Strategy

class paddle.distributed. Strategy ( config=None ) [source]

The Strategy object is used to configure the parallelization and optimization strategies for static graph. Currently contains configuring sharding, fused_passes, gradient_merge and pipline. More strategies will be supported in the future.

sharding is used to cnofigure the sharding states of the optimizer, for saving the GPU memory.

fused_passes is used to configure the fusion of the computation in the model.

gradient_merge is used to configure the gradient merge strategy in training.

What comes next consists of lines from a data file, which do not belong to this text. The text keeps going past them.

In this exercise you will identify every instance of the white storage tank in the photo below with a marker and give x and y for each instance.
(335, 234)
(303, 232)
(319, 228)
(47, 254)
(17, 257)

pipeline is used to configure the pipeline parallelism strategy.

Parameters
  • config (dict|None, optional) – If config is None, the default

  • dict (configurations will be set. If it is a) –

  • inside (the itmes) –

  • configurations (the dict will be used to set the) –

  • remain (the others) –

  • values. (the default) –

Examples

>>> import paddle
>>> import paddle.distributed as dist

>>> strategy = dist.Strategy()

>>> strategy.sharding.enable = True
>>> strategy.sharding.stage = 2
>>> strategy.sharding.degree = 2

>>> strategy.gradient_merge.enable = True
>>> strategy.gradient_merge.k_steps = 2
>>> strategy.gradient_merge.avg = False

>>> strategy.pipeline.enable = True
>>> strategy.pipeline.schedule_mode = "1F1B" # default is "1F1B"
>>> strategy.pipeline.micro_batch_size = 2
property sharding [source]

sharding is used to cnofigure the sharding states of the optimizer, containing following configs:

enable (bool): whether to enable sharding. Default: False.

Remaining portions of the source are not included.